6 – Use Structure!
Because I trained myself web style, there are some really primary design concepts I skipped out on learning beginning on. A several years after I had began creating sites I signed up with a regional design organization and met a guy known as Matt Leach who went on to be editor of the subversive Empty Magazine. Anyhow Matt did two factors for me for which I am permanently thankful. The first is he presented me to my lovely wife Cyan (yay!) and the partially less essential second is that he trained me to use structure in my design.
In those days I used to just toss things on a web page and sometimes things lined up or were equally spaced or kind of used a grid, and sometimes well they just kind of dropped how they dropped. Matt critiqued a design I had done and revealed me the wonders of alignment and spacing and I’ve never seemed returning.
If you’re not already doing so, spend some time doing these things:
• Evenly space things
For example if you have some text in a box in your sidebar, it’s usually a wise decision for the writing text to be central from the top and side. It’s an easy addiction, but creates the box look healthy and consistent.
• Line things up
If you have a lot of boxes, a logo, some headlines, some written text, all approximately in the same place you should be lining the edges as much as possible. There are some techniques to this in that some characters in titles should not be exactly covered up – the best example is a investment "T", or if you have written text in a box you have a option between arranging the advantage of the box or the advantage of the writing with the other components. The more you exercise aiming and the more you look at how other individuals and styles do it, the better you will get at it until it becomes natural and you will discover it begins generating you insane when individuals do not arrange factors effectively :-)
• Use Grids
Grids are an extension of lining things up. Here you’re predefined a set of vertical and horizontal spaces and then sticking to them (with variation). Do you have to do this by actually drawing in guides and column lines – not really, personally I do it mostly by just guessing and "making it look right". But of course the more complex the grid and use of it, the more you may want to use guides and helpers.
• Be Systematic in Font Sizes and Families
A rookie mistake is to go crazy with typefaces and mismatch sizes, fonts and colors While variation is good, you also want consistency. It’s best if you have 1-3 typefaces you are using and you do so completely consistently.
7 – Now Mix in Some Unstructured
Once you have structure in your design and you’ve gotten used to aligning and being ordered and systematic, only then is it time to break out and start mixing things up. It’s the old adage that you have to understand the rules before you break them.

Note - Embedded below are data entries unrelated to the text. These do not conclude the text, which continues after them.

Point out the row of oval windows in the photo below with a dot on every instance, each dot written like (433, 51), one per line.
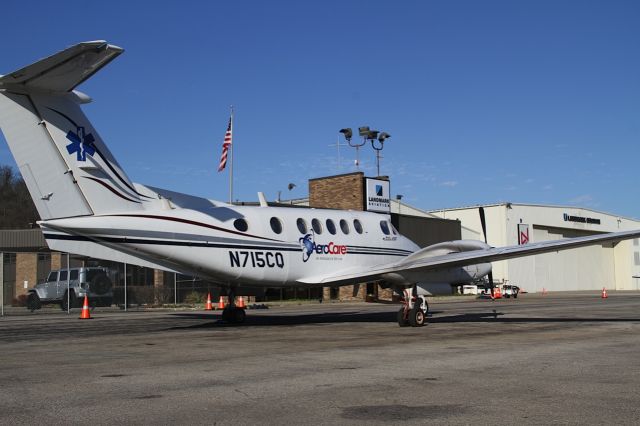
(276, 226)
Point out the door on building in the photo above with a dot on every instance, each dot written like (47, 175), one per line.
(51, 285)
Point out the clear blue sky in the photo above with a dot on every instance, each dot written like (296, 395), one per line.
(486, 101)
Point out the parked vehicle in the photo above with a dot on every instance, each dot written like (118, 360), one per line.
(509, 290)
(71, 286)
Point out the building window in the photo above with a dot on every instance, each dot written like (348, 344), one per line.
(331, 227)
(276, 225)
(385, 227)
(344, 226)
(317, 226)
(241, 225)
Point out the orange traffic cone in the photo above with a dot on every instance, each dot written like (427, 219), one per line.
(85, 314)
(497, 293)
(241, 304)
(208, 306)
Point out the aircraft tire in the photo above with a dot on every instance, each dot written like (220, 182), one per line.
(416, 317)
(402, 321)
(239, 315)
(33, 302)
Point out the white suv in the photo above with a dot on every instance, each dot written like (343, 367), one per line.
(92, 282)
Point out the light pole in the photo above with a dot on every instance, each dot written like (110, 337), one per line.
(348, 134)
(373, 136)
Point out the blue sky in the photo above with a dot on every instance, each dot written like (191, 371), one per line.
(486, 101)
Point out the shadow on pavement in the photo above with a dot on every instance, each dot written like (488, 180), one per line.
(494, 316)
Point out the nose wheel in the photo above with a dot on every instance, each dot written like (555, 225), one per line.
(414, 310)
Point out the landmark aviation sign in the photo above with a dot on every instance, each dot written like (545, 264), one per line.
(378, 196)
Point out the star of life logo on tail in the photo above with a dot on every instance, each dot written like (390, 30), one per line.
(81, 144)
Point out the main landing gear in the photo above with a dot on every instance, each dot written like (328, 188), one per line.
(414, 309)
(231, 313)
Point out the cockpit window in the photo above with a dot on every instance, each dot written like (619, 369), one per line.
(241, 225)
(302, 225)
(385, 227)
(317, 226)
(276, 225)
(331, 227)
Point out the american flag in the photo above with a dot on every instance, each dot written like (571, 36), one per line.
(225, 147)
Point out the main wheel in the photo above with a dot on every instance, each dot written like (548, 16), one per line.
(33, 302)
(238, 316)
(402, 321)
(416, 317)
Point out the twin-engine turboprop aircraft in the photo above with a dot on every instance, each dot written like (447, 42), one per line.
(89, 206)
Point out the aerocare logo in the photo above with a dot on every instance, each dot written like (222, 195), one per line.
(309, 246)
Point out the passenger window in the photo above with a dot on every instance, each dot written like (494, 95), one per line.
(302, 225)
(385, 227)
(344, 226)
(241, 225)
(276, 225)
(331, 227)
(317, 226)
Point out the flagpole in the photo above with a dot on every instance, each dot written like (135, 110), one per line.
(231, 165)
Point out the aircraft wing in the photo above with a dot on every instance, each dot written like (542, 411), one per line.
(416, 263)
(63, 71)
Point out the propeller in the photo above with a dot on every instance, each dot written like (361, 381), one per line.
(483, 222)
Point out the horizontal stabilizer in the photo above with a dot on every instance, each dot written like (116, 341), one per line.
(63, 71)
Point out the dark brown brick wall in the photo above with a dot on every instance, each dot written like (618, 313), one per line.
(345, 192)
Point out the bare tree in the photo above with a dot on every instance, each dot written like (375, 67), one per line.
(16, 206)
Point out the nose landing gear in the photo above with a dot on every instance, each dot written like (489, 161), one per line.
(414, 309)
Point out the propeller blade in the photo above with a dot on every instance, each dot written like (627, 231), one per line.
(491, 285)
(483, 222)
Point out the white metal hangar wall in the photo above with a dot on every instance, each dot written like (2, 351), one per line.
(614, 266)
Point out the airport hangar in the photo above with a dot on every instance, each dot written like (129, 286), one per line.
(26, 260)
(612, 266)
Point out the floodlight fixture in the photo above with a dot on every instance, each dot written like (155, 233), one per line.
(347, 132)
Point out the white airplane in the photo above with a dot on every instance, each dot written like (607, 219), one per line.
(89, 206)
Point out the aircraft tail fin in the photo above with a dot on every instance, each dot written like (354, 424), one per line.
(68, 169)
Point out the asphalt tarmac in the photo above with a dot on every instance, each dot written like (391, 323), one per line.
(558, 359)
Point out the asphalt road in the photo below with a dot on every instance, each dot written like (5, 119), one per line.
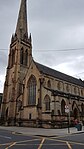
(14, 140)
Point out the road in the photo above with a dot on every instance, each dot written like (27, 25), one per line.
(14, 140)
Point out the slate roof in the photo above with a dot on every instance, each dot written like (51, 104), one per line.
(56, 74)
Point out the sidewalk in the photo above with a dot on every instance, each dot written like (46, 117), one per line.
(41, 131)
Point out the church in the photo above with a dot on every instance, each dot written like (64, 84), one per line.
(36, 95)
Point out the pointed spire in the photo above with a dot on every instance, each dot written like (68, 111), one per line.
(21, 28)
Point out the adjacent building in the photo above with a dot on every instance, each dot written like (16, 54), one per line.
(1, 96)
(36, 95)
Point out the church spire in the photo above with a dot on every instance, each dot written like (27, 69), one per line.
(21, 28)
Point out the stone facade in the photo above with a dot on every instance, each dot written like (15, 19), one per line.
(35, 95)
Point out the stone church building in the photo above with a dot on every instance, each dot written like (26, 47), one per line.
(36, 95)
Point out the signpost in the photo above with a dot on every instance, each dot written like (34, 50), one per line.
(68, 116)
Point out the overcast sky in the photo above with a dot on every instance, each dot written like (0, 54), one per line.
(57, 28)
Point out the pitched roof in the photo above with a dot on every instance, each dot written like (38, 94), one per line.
(56, 74)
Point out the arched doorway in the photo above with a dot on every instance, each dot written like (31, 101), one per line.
(75, 113)
(6, 113)
(63, 106)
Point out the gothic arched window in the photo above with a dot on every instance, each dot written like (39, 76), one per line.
(47, 103)
(21, 56)
(82, 108)
(49, 84)
(63, 106)
(32, 90)
(26, 57)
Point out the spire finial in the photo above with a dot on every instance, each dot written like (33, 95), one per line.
(21, 28)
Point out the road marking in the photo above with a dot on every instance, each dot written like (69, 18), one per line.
(41, 143)
(71, 142)
(11, 145)
(27, 140)
(69, 146)
(5, 137)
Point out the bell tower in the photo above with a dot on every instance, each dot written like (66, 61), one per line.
(20, 57)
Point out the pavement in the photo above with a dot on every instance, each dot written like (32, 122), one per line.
(42, 131)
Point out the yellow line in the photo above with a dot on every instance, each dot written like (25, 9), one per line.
(69, 146)
(10, 145)
(41, 143)
(27, 140)
(72, 142)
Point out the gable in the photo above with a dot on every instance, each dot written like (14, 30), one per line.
(56, 74)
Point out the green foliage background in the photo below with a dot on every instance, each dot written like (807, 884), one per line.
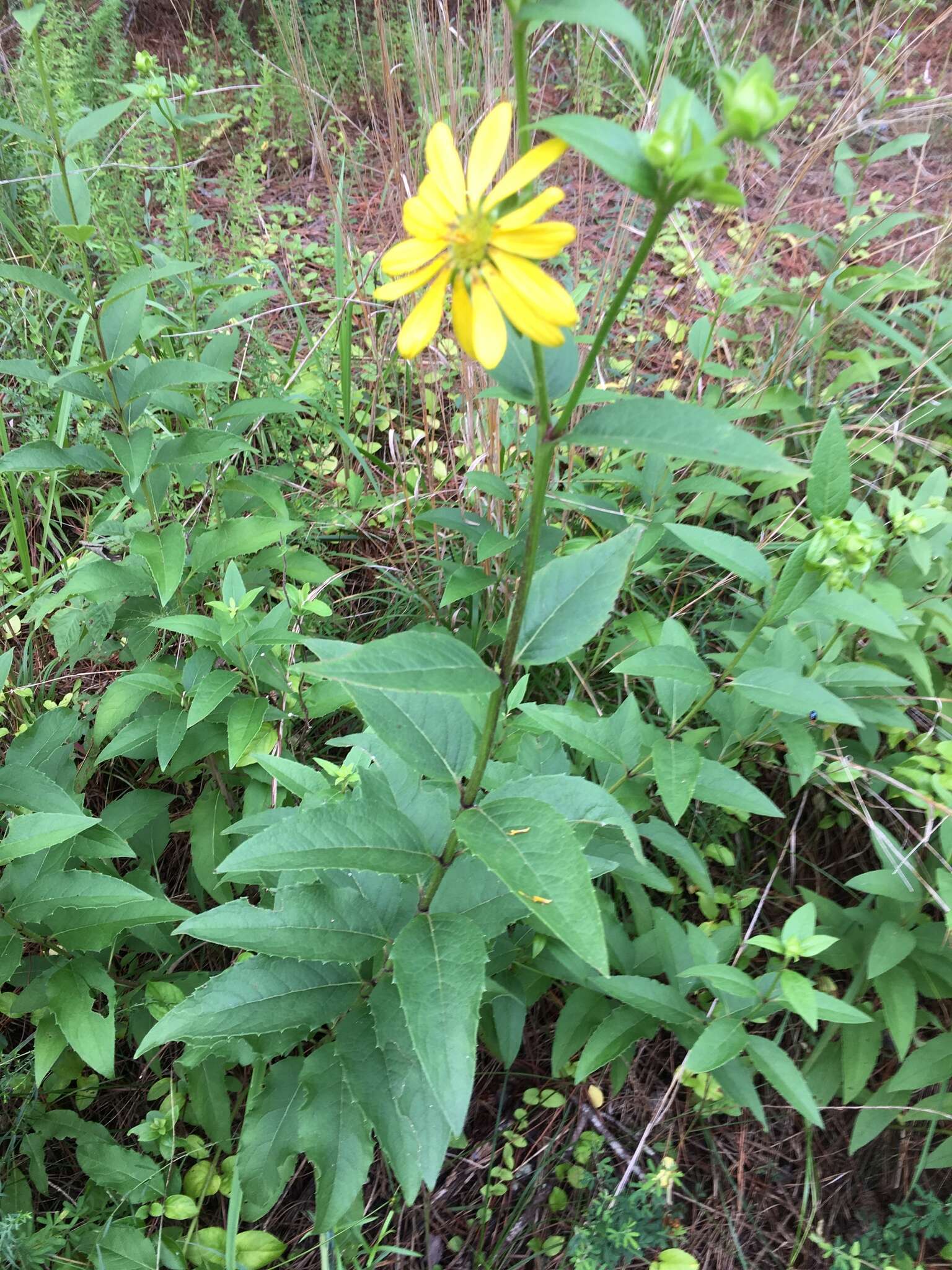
(295, 841)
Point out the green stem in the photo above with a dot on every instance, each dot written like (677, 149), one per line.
(547, 435)
(84, 254)
(832, 1030)
(720, 681)
(12, 500)
(521, 64)
(598, 339)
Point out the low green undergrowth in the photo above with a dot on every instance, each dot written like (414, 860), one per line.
(340, 756)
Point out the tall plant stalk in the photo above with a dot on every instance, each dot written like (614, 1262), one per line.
(549, 432)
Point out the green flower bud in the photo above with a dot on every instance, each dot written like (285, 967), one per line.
(752, 104)
(180, 1208)
(662, 150)
(201, 1180)
(666, 145)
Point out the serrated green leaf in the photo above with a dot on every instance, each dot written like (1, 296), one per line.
(536, 854)
(930, 1064)
(334, 1137)
(609, 145)
(310, 922)
(718, 1044)
(659, 1000)
(676, 769)
(270, 1143)
(238, 538)
(829, 482)
(777, 689)
(382, 1070)
(728, 550)
(897, 993)
(438, 968)
(723, 786)
(348, 835)
(666, 838)
(891, 945)
(209, 822)
(165, 556)
(659, 426)
(169, 733)
(419, 660)
(262, 997)
(209, 694)
(571, 598)
(71, 996)
(667, 662)
(782, 1073)
(131, 1175)
(612, 1037)
(36, 831)
(516, 374)
(860, 1053)
(41, 281)
(245, 718)
(432, 732)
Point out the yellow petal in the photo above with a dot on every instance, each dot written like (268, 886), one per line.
(537, 242)
(444, 164)
(423, 321)
(526, 171)
(488, 150)
(488, 327)
(462, 316)
(409, 254)
(412, 282)
(542, 293)
(521, 314)
(437, 201)
(530, 213)
(421, 221)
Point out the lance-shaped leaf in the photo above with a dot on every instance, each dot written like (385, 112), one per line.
(571, 598)
(262, 997)
(348, 835)
(438, 968)
(535, 851)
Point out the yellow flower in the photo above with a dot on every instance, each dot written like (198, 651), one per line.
(461, 239)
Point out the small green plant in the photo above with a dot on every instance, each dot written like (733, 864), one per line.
(298, 825)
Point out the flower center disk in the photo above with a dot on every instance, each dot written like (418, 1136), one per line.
(469, 241)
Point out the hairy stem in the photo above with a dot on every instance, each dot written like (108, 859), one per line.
(84, 254)
(549, 433)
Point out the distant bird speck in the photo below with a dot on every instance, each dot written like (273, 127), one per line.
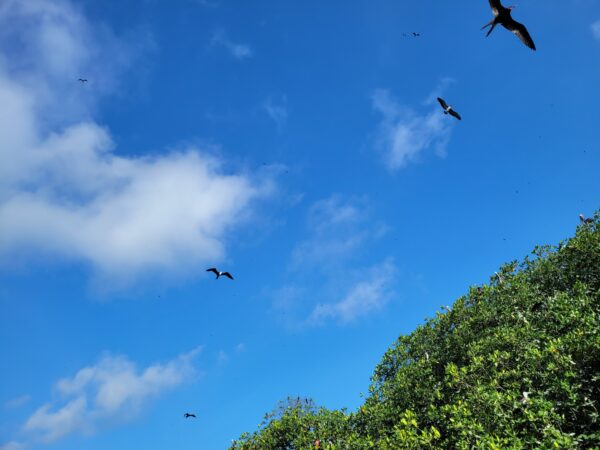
(448, 109)
(502, 16)
(219, 274)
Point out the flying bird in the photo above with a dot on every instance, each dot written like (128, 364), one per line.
(219, 274)
(448, 109)
(502, 16)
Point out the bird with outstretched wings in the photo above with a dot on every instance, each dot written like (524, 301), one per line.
(219, 274)
(448, 109)
(502, 16)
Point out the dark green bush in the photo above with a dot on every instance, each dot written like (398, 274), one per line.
(513, 364)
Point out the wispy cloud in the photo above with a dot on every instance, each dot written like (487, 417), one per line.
(596, 29)
(66, 191)
(108, 392)
(325, 263)
(337, 227)
(403, 134)
(367, 295)
(277, 110)
(17, 402)
(237, 50)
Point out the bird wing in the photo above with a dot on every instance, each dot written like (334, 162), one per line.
(521, 32)
(443, 103)
(495, 5)
(455, 114)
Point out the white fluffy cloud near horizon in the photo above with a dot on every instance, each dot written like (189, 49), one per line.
(403, 134)
(66, 191)
(112, 391)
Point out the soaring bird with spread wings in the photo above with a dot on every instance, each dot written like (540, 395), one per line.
(448, 109)
(219, 274)
(502, 16)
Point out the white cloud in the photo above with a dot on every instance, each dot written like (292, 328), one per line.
(330, 261)
(17, 402)
(403, 134)
(596, 29)
(366, 296)
(111, 391)
(66, 191)
(337, 228)
(277, 110)
(237, 50)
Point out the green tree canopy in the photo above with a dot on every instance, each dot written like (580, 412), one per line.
(513, 364)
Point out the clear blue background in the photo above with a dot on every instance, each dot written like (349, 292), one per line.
(520, 167)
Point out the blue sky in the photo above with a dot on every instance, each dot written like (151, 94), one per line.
(296, 144)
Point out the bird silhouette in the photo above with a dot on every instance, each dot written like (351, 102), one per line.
(502, 16)
(448, 109)
(219, 274)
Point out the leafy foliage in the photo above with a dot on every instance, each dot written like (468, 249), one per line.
(511, 365)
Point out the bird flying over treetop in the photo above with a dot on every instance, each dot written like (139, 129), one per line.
(219, 274)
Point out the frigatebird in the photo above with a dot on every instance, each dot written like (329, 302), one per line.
(502, 16)
(448, 109)
(219, 274)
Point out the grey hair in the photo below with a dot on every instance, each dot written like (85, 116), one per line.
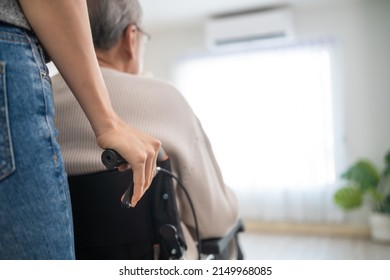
(109, 19)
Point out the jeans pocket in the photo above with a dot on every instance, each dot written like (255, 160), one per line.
(7, 161)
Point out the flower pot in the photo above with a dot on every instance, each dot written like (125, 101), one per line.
(380, 227)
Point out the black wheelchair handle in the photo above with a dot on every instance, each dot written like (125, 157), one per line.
(112, 159)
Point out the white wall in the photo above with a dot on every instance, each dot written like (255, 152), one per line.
(361, 28)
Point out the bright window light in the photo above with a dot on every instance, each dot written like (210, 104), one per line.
(268, 115)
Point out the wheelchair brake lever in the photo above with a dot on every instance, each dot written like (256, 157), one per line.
(112, 159)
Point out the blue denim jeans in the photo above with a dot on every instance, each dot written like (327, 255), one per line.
(35, 211)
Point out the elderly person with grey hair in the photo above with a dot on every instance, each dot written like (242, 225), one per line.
(153, 106)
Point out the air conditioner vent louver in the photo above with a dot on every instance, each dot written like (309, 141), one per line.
(255, 27)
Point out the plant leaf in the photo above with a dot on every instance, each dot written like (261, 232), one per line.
(364, 174)
(349, 197)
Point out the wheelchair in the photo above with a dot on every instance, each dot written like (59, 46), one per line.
(105, 229)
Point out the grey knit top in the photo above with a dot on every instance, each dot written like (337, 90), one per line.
(10, 12)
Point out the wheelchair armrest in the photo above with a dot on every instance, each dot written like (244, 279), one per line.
(216, 246)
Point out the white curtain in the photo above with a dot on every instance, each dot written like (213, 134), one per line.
(270, 115)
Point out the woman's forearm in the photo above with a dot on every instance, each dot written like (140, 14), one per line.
(62, 26)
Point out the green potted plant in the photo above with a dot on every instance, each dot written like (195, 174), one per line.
(364, 179)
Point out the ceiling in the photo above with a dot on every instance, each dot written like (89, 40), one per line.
(159, 13)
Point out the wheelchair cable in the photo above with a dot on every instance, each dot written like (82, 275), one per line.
(181, 185)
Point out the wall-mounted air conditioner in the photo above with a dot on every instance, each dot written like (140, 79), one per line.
(260, 28)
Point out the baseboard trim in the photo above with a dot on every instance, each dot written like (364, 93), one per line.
(310, 229)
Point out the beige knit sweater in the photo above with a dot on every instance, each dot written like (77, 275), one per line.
(158, 109)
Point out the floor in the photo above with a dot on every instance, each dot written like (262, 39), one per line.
(310, 247)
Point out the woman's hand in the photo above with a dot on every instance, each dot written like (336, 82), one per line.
(138, 149)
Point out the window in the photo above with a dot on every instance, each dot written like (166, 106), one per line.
(268, 114)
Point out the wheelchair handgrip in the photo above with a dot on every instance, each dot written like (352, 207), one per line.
(112, 159)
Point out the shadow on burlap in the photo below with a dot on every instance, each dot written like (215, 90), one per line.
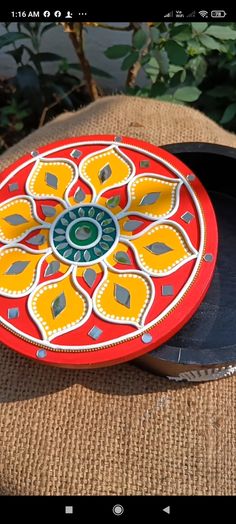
(117, 430)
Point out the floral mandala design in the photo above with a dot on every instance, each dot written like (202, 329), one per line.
(84, 242)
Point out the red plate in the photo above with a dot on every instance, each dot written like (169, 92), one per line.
(108, 246)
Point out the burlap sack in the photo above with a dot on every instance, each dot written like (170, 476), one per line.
(118, 430)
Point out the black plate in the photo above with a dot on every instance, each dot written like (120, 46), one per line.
(209, 338)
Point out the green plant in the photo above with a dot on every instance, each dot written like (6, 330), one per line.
(184, 63)
(33, 96)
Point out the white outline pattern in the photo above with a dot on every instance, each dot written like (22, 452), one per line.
(187, 284)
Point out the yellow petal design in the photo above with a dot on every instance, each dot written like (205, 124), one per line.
(162, 249)
(97, 268)
(53, 265)
(106, 168)
(73, 202)
(39, 240)
(124, 298)
(153, 196)
(48, 215)
(51, 178)
(58, 307)
(16, 219)
(120, 256)
(19, 270)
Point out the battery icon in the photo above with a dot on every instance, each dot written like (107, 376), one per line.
(218, 13)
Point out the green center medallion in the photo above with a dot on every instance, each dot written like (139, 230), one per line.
(84, 234)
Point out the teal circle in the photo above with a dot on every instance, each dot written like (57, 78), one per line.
(83, 233)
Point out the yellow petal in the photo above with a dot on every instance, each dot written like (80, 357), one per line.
(19, 270)
(104, 201)
(124, 297)
(163, 248)
(16, 219)
(97, 268)
(120, 255)
(38, 239)
(51, 178)
(106, 168)
(154, 196)
(131, 225)
(58, 307)
(48, 212)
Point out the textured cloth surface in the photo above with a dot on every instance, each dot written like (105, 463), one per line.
(117, 430)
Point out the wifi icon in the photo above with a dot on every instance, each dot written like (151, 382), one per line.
(204, 14)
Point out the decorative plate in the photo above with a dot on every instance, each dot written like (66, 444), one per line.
(107, 247)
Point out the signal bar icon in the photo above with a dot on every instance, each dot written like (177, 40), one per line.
(204, 14)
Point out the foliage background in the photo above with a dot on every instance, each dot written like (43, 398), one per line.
(184, 63)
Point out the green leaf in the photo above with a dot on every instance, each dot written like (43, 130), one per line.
(173, 70)
(181, 33)
(221, 91)
(209, 42)
(199, 27)
(155, 34)
(145, 59)
(152, 69)
(157, 90)
(187, 94)
(198, 66)
(9, 38)
(130, 60)
(27, 82)
(176, 53)
(16, 53)
(221, 32)
(139, 38)
(117, 51)
(48, 57)
(229, 114)
(19, 126)
(113, 201)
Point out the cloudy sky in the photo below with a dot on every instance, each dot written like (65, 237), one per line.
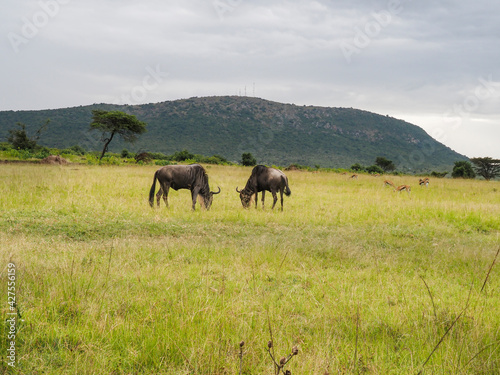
(431, 63)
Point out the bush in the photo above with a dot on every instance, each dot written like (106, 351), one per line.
(438, 174)
(143, 157)
(374, 169)
(248, 160)
(463, 169)
(5, 146)
(357, 167)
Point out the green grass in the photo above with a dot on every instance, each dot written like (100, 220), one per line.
(108, 285)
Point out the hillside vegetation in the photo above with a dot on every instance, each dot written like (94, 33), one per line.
(362, 280)
(275, 133)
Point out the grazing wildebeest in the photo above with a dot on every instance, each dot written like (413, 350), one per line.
(264, 178)
(192, 177)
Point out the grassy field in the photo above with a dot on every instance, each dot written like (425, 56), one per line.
(362, 280)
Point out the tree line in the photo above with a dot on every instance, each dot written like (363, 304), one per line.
(117, 124)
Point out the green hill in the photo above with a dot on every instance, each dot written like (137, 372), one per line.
(275, 133)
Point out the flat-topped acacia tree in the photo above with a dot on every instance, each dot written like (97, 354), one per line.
(111, 123)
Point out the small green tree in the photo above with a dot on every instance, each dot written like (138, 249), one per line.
(386, 164)
(111, 123)
(20, 140)
(248, 160)
(463, 169)
(488, 168)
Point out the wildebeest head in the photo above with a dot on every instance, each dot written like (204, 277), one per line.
(245, 196)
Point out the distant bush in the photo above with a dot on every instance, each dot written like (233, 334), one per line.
(374, 169)
(162, 162)
(160, 156)
(463, 169)
(438, 174)
(248, 160)
(143, 157)
(183, 155)
(357, 167)
(5, 146)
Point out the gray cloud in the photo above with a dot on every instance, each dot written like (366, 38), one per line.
(418, 61)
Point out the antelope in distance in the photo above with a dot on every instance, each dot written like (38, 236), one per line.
(389, 183)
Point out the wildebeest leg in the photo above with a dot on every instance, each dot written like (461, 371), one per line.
(158, 196)
(281, 196)
(275, 198)
(165, 188)
(194, 196)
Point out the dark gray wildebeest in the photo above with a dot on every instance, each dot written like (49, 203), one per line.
(264, 178)
(192, 177)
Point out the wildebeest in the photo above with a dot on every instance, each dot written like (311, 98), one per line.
(264, 178)
(192, 177)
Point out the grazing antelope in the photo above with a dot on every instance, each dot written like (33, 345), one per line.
(389, 183)
(403, 187)
(424, 181)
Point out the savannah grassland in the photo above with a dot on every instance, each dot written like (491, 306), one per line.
(361, 279)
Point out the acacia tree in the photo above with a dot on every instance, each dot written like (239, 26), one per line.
(487, 167)
(111, 123)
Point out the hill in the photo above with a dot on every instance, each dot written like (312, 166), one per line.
(275, 133)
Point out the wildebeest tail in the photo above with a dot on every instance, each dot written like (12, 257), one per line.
(287, 188)
(152, 191)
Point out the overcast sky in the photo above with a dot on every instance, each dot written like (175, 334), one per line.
(435, 64)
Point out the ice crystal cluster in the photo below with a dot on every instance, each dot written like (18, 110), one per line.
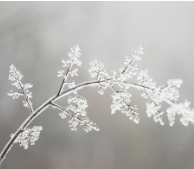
(120, 84)
(28, 136)
(15, 76)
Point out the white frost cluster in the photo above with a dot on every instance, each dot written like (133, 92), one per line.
(77, 104)
(85, 122)
(28, 136)
(131, 68)
(74, 54)
(77, 107)
(15, 76)
(121, 101)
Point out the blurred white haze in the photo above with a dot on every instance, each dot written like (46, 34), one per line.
(35, 36)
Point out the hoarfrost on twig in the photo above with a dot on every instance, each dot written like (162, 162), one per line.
(118, 82)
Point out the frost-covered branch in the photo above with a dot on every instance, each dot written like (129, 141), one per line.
(15, 76)
(120, 84)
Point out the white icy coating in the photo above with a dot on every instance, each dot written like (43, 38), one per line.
(15, 76)
(121, 101)
(28, 136)
(73, 55)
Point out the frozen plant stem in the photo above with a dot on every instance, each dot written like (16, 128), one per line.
(78, 104)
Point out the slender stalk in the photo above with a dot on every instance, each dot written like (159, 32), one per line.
(38, 111)
(50, 101)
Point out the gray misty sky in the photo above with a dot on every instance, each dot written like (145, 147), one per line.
(35, 36)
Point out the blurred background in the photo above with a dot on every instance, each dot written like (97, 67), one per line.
(35, 36)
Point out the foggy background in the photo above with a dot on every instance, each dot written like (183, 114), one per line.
(35, 36)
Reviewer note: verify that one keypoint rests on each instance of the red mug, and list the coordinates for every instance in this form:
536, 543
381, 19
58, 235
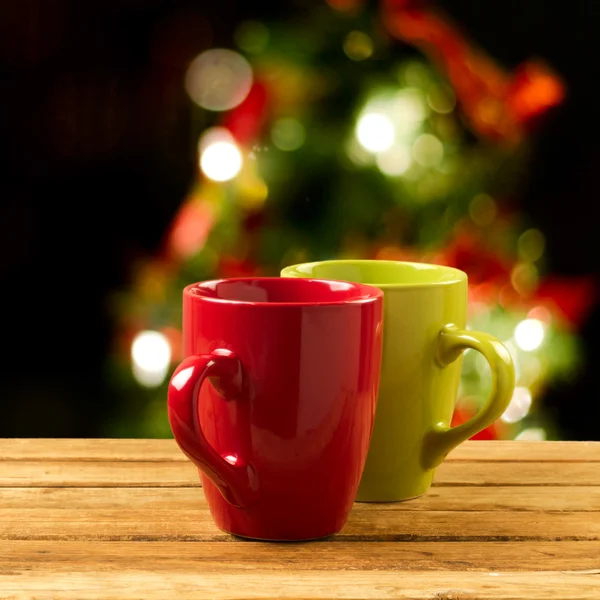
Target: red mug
281, 428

Mixing some unstructured elements into a structured design is a really nice way of getting a result that looks ordered and comprehensible and yet isn’t boring. Your main aim is to break out of the structure using a couple of bold visual elements, to vary up spacing, typefaces and use of your grid, and yet have an underlying structure.
Actually you can even just completely break out of structure altogether, but it’s pretty damn hard to do well. A famous designer who is known for breaking rules – largely to do with typography, but also with grids and design structures – is David Carson.
SmashingMagazine has a bunch of articles about grid-based design, including this one about breaking out of the grid by our own Psdtuts+ editor Sean Hodge.
8 – With every project, do one thing you’ve never done before
If I could give one piece of advice to a new designer it would be to make this a personal design habit: With every single project you take on, do one thing you've never done before. Whether it’s a new font, a new grid, a new visual style, a new color scheme, a new graphic effect, a new menu structure, a new technology, anything. Even if it means the job takes a bit longer than it should, even if it leads to a couple dead ends you could have avoided, even if it means you have to spend a bit extra to buy a new font, just do it.
This habit will do a number of things for you. It will force you to constantly expand your horizons as a designer. It will keep your work feeling fresh. And it will prevent you from falling into a design rut and just pumping out the "usual". It’s a habit that you can take on early in your career as a way to become better, and then long after you are established it will keep paying dividends.
If you only take one thing away from all these Web Design Week posts I’ve been working so hard on, make it this: to habitually push yourself as a designer, to try new things, to experiment, to always be learning, and to never stop finding joy in new techniques, styles and ideas.